I know that there is a general formula to compute the $n_{th}$ derivative of a composition as it is mentioned in this post. The formula is named Faà di Bruno's formula. However, it is really ugly and complicated! :)
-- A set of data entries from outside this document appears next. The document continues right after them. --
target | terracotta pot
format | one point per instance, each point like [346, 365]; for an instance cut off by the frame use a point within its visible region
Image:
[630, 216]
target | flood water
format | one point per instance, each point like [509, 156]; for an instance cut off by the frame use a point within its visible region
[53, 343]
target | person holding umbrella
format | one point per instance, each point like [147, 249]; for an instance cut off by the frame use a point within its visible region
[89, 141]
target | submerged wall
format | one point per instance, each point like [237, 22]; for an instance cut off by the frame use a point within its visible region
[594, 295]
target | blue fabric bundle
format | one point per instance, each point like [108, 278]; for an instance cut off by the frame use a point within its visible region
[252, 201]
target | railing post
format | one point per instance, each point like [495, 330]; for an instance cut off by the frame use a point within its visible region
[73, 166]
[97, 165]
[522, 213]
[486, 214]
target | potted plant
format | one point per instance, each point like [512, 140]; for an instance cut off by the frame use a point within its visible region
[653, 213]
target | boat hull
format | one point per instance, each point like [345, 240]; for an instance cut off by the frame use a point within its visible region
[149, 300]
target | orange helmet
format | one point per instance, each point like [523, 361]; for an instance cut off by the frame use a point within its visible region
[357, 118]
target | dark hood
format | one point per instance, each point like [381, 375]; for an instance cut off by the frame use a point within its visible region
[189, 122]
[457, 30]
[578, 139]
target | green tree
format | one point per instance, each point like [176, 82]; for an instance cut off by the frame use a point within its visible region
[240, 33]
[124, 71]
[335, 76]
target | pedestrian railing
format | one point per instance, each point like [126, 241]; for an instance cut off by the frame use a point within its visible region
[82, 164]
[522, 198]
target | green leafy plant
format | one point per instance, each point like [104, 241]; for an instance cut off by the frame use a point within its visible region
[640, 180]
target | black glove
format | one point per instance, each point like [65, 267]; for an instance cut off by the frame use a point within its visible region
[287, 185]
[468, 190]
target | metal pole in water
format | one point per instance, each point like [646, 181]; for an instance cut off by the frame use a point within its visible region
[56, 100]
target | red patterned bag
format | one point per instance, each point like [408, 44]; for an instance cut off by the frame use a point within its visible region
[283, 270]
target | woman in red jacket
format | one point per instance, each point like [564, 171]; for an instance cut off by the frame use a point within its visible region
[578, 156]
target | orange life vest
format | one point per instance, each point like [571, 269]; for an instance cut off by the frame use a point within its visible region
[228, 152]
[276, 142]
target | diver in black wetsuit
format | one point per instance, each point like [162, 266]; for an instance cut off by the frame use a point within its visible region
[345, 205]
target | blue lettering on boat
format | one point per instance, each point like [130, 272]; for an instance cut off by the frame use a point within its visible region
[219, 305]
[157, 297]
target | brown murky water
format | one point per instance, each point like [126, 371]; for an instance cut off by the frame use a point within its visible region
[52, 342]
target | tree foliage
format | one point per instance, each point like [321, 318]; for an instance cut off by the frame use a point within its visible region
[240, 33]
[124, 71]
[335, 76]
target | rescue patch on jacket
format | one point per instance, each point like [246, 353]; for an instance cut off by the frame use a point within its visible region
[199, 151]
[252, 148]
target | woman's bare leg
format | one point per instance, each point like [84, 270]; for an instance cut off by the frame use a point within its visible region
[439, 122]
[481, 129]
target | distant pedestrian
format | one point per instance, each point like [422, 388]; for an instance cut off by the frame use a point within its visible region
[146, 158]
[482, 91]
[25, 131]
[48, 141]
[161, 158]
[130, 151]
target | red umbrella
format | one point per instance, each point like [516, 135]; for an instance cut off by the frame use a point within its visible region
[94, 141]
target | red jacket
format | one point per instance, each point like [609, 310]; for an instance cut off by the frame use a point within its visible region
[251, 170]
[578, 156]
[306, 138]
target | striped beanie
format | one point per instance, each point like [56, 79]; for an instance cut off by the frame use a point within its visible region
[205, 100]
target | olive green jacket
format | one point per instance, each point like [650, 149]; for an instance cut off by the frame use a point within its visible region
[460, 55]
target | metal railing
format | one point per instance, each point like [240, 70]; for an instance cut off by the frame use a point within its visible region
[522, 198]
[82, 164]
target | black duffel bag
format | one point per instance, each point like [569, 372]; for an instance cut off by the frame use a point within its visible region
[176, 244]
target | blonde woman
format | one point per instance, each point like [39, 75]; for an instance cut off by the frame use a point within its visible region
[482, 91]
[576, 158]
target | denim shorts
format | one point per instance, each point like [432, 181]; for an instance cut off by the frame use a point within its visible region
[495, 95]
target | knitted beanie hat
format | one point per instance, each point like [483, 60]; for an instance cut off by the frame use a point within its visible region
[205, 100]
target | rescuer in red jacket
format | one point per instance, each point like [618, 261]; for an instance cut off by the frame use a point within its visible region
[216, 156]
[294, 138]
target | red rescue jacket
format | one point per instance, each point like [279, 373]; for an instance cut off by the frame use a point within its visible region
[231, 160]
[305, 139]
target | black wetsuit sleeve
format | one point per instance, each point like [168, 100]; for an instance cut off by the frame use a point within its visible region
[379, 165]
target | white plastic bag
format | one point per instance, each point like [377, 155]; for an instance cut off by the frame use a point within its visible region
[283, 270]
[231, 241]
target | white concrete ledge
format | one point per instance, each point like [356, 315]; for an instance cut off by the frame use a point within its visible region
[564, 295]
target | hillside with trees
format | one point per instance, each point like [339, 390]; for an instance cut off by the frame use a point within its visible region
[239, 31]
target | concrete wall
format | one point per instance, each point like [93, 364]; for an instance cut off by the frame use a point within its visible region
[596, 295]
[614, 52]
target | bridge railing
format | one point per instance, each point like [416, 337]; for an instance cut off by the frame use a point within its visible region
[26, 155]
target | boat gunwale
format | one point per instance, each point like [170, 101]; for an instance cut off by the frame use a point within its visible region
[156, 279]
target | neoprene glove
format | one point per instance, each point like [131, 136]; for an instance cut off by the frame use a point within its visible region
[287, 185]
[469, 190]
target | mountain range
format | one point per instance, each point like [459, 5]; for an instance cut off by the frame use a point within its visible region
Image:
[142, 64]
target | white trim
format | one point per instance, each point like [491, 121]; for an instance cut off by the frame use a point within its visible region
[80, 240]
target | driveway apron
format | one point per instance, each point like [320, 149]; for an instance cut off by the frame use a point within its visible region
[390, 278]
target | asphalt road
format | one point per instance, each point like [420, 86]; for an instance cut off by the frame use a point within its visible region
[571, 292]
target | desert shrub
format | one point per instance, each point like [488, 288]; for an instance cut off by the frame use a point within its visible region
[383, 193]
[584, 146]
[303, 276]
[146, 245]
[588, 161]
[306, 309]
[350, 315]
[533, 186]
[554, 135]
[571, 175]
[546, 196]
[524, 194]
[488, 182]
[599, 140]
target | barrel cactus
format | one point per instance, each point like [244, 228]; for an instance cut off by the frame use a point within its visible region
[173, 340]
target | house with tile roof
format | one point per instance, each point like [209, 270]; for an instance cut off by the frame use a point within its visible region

Now, I want to find the $n_{th}$ derivative of $f(x)^m$ where $m$ is some positive integer. So, I am interested in
$${\left( {f{{(x)}^m}} \right)^{(n)}} \equiv f{(x)^{\left( {m,n} \right)}} = ?$$
Is there a tidy formula for this?
My Computations
$$\matrix{ {f{{(x)}^{\left( {m,1} \right)}} = } \hfill & {{{m!} \over {\left( {m - 1} \right)!}}f{{(x)}^{\left( {m - 1,0} \right)}}f{{(x)}^{\left( {1,1} \right)}}} \hfill & {} \hfill & {} \hfill & {} \hfill \cr {f{{(x)}^{\left( {m,2} \right)}} = } \hfill & {{{m!} \over {\left( {m - 2} \right)!}}f{{(x)}^{\left( {m - 2,0} \right)}}{{\left( {f{{(x)}^{\left( {1,1} \right)}}} \right)}^2}} \hfill & + \hfill & {{{m!} \over {\left( {m - 1} \right)!}}f{{(x)}^{\left( {m - 1,0} \right)}}f{{(x)}^{\left( {1,2} \right)}}} \hfill & {} \hfill \cr {f{{(x)}^{\left( {m,3} \right)}} = } \hfill & {{{m!} \over {\left( {m - 3} \right)!}}f{{(x)}^{\left( {m - 3,0} \right)}}{{\left( {f{{(x)}^{\left( {1,1} \right)}}} \right)}^3}} \hfill & + \hfill & {{{m!} \over {\left( {m - 2} \right)!}}{{3!} \over {2!}}f{{(x)}^{\left( {m - 2,0} \right)}}f{{(x)}^{\left( {1,2} \right)}}f{{(x)}^{\left( {1,1} \right)}}} \hfill & + \hfill \cr {\,\,\,\,\,\,\,\,\,\,\,\,\,\,\,\,\,\,\, + } \hfill & {{{m!} \over {\left( {m - 1} \right)!}}f{{(x)}^{\left( {m - 1,0} \right)}}f{{(x)}^{\left( {1,3} \right)}}} \hfill & {} \hfill & {} \hfill & {} \hfill \cr . \hfill & . \hfill & . \hfill & . \hfill & . \hfill \cr . \hfill & . \hfill & . \hfill & . \hfill & . \hfill \cr . \hfill & . \hfill & . \hfill & . \hfill & . \hfill \cr } $$
It should be something like
$$f{(x)^{\left( {m,n} \right)}} = \sum\limits_{i = 1}^n {{C_i}(n,x)f{{(x)}^{\left( {m - i,0} \right)}}} $$
however, determining ${{C_i}(n,x)}$ is not easy as it seems! :)